And whether or not she was in it, her silence made more sense in its shadow than anywhere else.
Chapter 2: Among the Forgotten
Josephine arrived under cloud. Not the kind that brings rain, but the kind that settles into the bones. A cold unease, laced with the smell of moss and fuel. The bus dropped her off near the gaol, and for a moment, she hesitated—half-thinking she’d turn back. But Wicklow was quieter now. Less eyes. More space.
She’d been given instructions weeks earlier. Written on a torn envelope. “Bus to Wicklow. Walk past the Gaol. Take the gravel path behind the last iron gate. Wait by the wooden fence.” No name. No contact. Just a place and a hope.
Someone was waiting.
A woman in a blue fleece jacket, holding a half-lit cigarette and a phone with no screen. She didn’t speak, just nodded and started walking. Josephine followed.

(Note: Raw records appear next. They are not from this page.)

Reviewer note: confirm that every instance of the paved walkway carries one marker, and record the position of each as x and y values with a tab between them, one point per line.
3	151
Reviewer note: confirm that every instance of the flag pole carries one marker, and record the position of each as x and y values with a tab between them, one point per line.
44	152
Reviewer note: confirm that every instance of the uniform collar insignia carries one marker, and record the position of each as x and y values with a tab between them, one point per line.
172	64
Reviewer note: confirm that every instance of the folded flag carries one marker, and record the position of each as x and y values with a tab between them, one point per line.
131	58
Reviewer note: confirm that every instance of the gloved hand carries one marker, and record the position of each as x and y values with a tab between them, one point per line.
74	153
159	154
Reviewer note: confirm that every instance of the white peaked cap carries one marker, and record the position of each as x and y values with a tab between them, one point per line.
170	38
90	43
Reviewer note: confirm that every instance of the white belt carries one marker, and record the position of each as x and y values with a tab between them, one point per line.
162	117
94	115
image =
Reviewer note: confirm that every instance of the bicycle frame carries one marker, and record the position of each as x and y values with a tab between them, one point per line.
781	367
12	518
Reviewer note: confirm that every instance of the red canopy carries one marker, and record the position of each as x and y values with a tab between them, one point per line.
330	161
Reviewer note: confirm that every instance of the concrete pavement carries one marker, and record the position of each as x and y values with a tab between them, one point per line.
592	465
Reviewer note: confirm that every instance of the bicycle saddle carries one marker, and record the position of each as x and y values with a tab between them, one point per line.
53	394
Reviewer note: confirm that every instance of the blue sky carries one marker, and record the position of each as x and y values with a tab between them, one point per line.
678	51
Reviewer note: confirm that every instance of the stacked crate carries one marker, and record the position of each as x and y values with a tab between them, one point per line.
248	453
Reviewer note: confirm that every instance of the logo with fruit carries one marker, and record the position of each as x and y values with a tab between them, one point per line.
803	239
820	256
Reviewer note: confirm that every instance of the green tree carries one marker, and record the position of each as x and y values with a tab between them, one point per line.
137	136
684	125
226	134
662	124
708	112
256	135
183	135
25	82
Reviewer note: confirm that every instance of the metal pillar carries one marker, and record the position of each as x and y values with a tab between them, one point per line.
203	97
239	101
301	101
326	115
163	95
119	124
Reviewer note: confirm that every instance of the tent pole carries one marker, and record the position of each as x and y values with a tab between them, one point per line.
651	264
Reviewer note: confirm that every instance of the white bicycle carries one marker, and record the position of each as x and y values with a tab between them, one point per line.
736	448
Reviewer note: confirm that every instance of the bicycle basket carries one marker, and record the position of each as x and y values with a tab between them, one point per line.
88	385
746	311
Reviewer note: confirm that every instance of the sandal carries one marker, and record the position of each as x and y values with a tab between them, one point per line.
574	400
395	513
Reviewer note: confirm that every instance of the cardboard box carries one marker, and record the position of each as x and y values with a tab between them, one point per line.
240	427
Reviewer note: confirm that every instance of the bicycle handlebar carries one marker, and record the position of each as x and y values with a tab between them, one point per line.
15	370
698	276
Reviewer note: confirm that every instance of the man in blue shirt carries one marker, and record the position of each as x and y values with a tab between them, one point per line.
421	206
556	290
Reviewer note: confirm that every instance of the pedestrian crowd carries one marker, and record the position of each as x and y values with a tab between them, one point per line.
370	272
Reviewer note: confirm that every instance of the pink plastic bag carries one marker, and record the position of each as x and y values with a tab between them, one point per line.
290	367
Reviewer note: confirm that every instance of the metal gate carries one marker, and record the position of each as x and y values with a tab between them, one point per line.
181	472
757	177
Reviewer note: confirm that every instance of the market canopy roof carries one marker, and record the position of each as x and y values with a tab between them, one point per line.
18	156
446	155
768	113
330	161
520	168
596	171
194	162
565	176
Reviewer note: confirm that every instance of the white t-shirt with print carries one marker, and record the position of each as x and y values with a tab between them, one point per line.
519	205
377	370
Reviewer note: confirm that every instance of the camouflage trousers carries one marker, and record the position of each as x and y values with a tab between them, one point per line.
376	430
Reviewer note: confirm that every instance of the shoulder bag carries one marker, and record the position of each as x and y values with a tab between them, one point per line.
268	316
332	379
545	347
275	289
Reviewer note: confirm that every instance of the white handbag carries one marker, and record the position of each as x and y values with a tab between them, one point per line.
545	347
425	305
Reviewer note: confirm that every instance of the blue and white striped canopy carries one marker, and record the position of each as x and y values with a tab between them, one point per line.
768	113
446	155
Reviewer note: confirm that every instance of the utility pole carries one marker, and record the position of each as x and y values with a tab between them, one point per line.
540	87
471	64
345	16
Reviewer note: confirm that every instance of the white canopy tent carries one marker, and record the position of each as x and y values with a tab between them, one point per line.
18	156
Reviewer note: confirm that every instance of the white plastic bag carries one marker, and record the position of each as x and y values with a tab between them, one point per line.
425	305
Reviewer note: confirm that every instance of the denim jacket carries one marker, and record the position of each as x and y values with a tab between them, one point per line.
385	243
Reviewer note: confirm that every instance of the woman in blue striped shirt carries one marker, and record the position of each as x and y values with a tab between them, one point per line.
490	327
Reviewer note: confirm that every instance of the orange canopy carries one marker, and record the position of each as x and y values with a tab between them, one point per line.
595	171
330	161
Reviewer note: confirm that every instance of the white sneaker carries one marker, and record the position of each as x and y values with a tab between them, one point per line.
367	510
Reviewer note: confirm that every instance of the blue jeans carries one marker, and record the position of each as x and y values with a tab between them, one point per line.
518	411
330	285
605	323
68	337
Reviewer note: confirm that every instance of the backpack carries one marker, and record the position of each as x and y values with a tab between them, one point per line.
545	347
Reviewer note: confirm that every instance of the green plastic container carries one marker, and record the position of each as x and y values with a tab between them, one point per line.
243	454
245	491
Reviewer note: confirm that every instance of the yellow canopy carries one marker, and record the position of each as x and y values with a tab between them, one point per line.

They moved through trees, past rusted machinery and makeshift fences of pallets and wire. And then suddenly, it opened—a hidden clearing, ringed by caravans, vans, and crooked sheds patched with whatever had been at hand. This was the Village.
There was no welcome speech. No leader. Just the quiet rhythm of people surviving—some fixing clothes, others sharing tins of beans or checking solar chargers. It was life stripped bare.
Josephine was shown a caravan. Not hers, but borrowed. She’d be on rotation until she earned her own space. Her name wouldn’t be used. From that moment, she was just “Jo.”
Everything was on trust, but everything was watched. The overseers were rarely seen, but felt—guiding without words. You followed the flow, or you were asked to leave.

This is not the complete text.